First, while his "controlled by the government" is a bit vague, grocery stores highlight some of the ways in which government regulation is useful. We shop in grocery stores with a high level of confidence that the food we buy will not poison us and that the store itself meets certain safety standards--"scientific" ones, at that.
But more importantly, the world of grocery stores provides an excellent demonstration of why a market-based privatized education system is a lousy idea. Freitas is selling freedom and choice and decrying his imaginary government grocery store for imposing choices on citizens, but the marketplace imposes its own choices every day. You can only shop at the grocery stores that are available in your area, and you can only buy the things those stores choose to stock. Now, if you live in a wealthy community, that may be great--you may have a choice of several stores with a vast variety of products to choose from. But the market doesn't provide that for everyone. There are towns in the West where you have to drive 5, 10, 15 miles over to the next town to get groceries.
And in the US, there is such a thing as
a food desert, a community or area that lacks access to affordable or nutritious food. In 2010, the US Department of Agriculture "reported that 23.5 million people in the U.S. live in "food deserts", meaning that they live more than one mile from a supermarket in urban or suburban areas and more than 10 miles from a supermarket in rural areas." Note that one mile to shop for groceries is only "close" if you have a car.
Bottom line-- the free market world of grocery stores does not provide a cornucopia of choice to all citizens in the country. It provides very fine arrays of choice to communities that are wealthy, and a lousy range of choices--or no choices at all--to communities that aren't. I've made this point roughly a gazillion times now--the "free market" is a wonderful thing, but it's a lousy match for public education because the market is mostly good at picking winners and losers, not just among the businesses, but among customers. Every single functional business model requires businesses to decide which customers they are going to make no attempt to serve, because it won't be worth their time and money to do so. That is not compatible with a mission to provide education for every child.
Public education already has trouble meeting that promise, precisely to the degree that its funding has been infected through the housing market. And the notion that we have government controlled schools that are tightly controlled and carefully managed by some central education planning group is itself absurd. What we have is a bunch of nesting dolls (I know--they're Russian!! Gasp!!) each trying to assert control over the system in an endless tug of war, so that every teacher in a classroom is required to serve a hundred different masters.

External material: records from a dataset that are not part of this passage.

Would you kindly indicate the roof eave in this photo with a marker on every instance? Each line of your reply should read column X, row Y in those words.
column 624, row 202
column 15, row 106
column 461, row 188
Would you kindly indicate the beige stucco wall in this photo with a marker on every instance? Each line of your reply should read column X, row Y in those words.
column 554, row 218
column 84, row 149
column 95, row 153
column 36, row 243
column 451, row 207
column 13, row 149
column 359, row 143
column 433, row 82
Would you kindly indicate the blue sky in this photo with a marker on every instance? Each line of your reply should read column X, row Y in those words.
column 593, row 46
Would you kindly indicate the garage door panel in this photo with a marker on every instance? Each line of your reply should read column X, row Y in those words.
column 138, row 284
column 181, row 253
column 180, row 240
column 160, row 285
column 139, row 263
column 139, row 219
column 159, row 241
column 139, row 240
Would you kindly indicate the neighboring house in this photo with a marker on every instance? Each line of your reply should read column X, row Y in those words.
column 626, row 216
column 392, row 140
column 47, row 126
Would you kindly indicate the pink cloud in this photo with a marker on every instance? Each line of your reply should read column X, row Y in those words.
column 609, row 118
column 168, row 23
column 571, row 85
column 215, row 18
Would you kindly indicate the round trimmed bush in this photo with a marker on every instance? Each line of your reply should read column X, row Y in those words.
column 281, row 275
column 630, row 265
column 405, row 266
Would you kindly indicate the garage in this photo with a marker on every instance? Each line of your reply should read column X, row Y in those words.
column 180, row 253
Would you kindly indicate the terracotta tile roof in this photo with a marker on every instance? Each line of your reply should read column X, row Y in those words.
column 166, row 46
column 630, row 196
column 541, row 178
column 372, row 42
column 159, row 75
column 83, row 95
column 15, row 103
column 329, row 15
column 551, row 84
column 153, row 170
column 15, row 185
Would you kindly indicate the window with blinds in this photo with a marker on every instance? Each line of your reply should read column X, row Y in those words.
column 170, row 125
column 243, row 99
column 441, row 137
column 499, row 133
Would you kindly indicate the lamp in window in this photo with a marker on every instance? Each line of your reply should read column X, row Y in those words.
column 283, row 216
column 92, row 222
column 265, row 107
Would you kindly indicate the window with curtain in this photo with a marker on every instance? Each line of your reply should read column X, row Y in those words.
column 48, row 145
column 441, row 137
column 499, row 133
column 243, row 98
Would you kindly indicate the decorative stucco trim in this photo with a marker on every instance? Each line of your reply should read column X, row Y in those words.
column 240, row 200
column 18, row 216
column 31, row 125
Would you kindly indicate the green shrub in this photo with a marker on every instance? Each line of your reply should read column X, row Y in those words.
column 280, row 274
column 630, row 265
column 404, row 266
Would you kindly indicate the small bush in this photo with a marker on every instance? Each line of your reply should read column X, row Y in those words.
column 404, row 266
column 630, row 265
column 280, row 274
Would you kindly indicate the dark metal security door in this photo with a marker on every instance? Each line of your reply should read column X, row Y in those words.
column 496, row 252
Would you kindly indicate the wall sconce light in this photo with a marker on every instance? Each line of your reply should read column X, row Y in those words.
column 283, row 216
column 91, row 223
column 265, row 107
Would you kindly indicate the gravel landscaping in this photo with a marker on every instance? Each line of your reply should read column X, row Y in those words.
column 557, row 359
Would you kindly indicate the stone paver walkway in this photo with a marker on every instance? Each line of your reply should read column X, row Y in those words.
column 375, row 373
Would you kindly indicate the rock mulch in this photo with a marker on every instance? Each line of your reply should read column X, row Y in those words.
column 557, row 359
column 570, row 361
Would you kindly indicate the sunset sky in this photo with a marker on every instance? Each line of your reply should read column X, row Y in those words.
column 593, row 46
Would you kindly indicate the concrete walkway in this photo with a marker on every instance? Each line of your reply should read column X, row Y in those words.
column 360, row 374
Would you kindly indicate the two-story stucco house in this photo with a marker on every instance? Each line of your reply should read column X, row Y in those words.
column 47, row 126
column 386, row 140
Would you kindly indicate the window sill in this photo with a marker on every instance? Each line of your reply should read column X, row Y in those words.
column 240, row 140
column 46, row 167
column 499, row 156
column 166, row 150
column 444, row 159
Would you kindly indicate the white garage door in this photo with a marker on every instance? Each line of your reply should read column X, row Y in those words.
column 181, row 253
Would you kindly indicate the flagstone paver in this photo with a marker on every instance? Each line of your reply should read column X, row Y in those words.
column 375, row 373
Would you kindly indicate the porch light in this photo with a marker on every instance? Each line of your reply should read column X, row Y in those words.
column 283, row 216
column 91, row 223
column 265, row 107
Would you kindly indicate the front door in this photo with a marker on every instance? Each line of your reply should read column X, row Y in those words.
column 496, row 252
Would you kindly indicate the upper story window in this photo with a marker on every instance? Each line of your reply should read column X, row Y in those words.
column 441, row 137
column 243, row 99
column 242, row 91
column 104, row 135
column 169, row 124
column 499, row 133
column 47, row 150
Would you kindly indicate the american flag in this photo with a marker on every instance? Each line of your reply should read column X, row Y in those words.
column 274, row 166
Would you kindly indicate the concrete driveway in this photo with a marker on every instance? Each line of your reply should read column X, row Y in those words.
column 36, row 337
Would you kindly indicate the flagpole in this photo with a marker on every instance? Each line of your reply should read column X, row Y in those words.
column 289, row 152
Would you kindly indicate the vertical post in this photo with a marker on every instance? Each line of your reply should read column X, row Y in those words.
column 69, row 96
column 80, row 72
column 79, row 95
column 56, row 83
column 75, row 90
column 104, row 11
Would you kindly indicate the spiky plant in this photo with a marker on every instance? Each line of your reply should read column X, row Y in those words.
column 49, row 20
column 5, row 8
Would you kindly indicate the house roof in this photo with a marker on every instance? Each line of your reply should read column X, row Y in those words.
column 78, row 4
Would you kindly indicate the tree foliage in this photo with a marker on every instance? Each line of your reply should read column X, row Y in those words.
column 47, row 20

The rest of his argument is the same old anti-public school baloney. The f
ake "vote with their feet" argument. The "evil unions run everything" argument (always news to the actual evil unions). The "teachers would be free to be rewarded for their expertise" argument, which closely parallels the idea that a rising fast food industry increased pay levels for chefs. Mostly it's the "we must take back control," with very little exploration of what exactly the writer means by "we."